Dienstenwet (DW)


Hoofdstuk 5

Vergunningstelsels

§ 5.2

Meldingen

Artikel 35 1 Een bevoegde instantie bevestigt de ontvangst van een melding die een dienstverrichter krachtens wettelijk voorschrift bij een bevoegde instantie moet verrichten, indien:
a. het doen van die melding en het verloop van een bij wettelijk voorschrift bepaalde termijn na die melding een voorwaarde is tot vestiging en
b. de bevoegde instantie bevoegd is binnen de termijn, bedoeld in onderdeel a, een vergunning te verlenen.
2 Een dienstverrichter voldoet aan een eis die bij een melding als bedoeld in het eerste lid geldt, indien de dienstverrichter reeds in Nederland of in een andere lidstaat aan een gelijkwaardige eis voldoet.
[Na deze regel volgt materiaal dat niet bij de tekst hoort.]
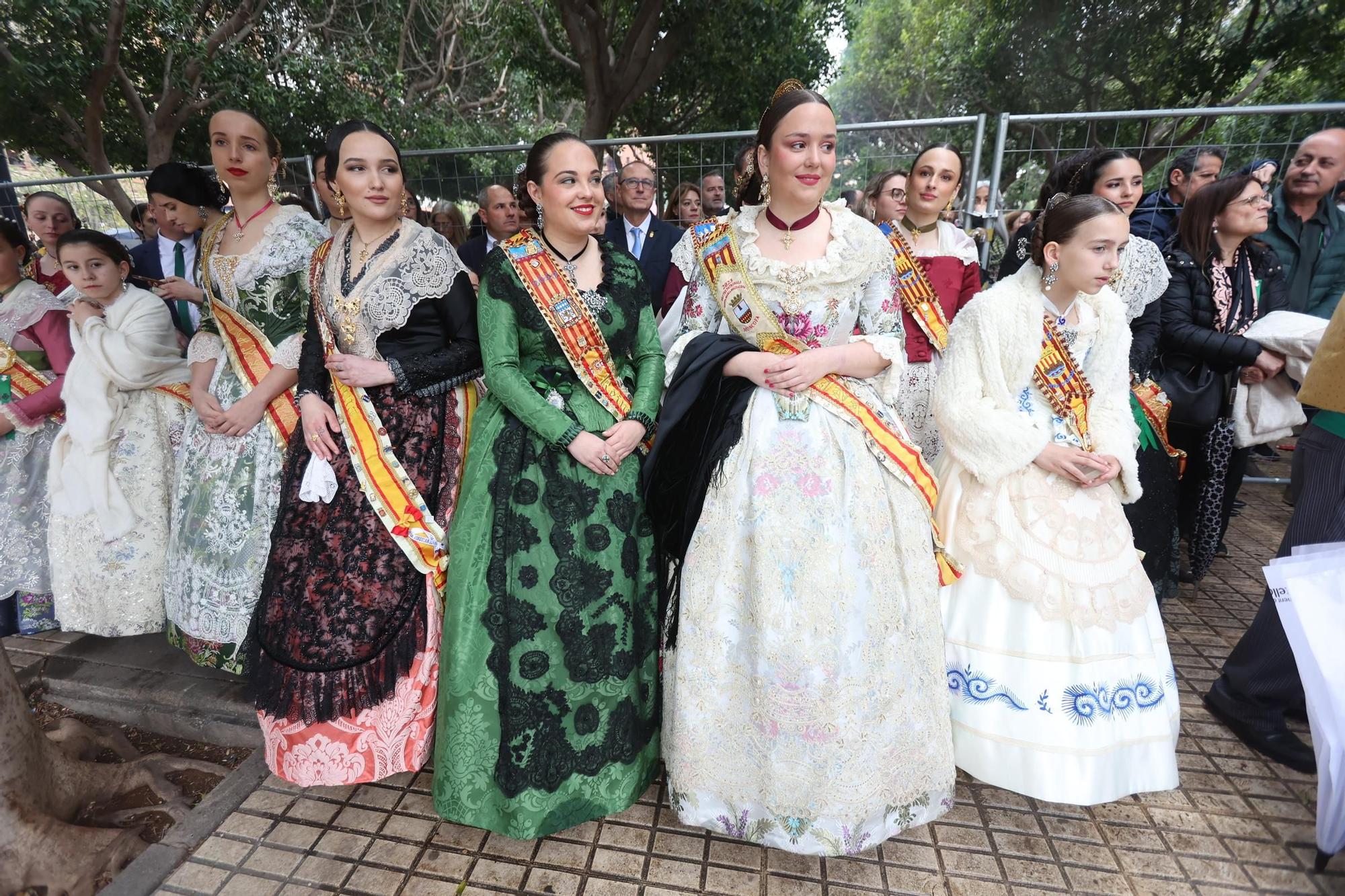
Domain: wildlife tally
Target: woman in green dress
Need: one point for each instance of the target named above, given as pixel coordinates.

Artikel 30, tweede lid, is van overeenkomstige toepassing op een bevoegde instantie die bevoegd is binnen de termijn, bedoeld in het eerste lid, onderdeel a, een vergunning te verlenen.

Artikel 36 1 Een dienstverrichter stelt de bevoegde instantie bij welke hij een melding heeft gedaan als bedoeld in artikel 35, eerste lid, in kennis van:
a. de oprichting van dochterondernemingen waarvan de activiteiten onder de desbetreffende melding vallen;
b. wijzigingen in de gegevens die hij bij de melding heeft verstrekt.
2 Een dienstverrichter die reeds gebruik heeft gemaakt van de mogelijkheid, bedoeld in artikel 13, eerste lid, verricht de mededeling, bedoeld in het eerste lid, door verzending via het centraal loket.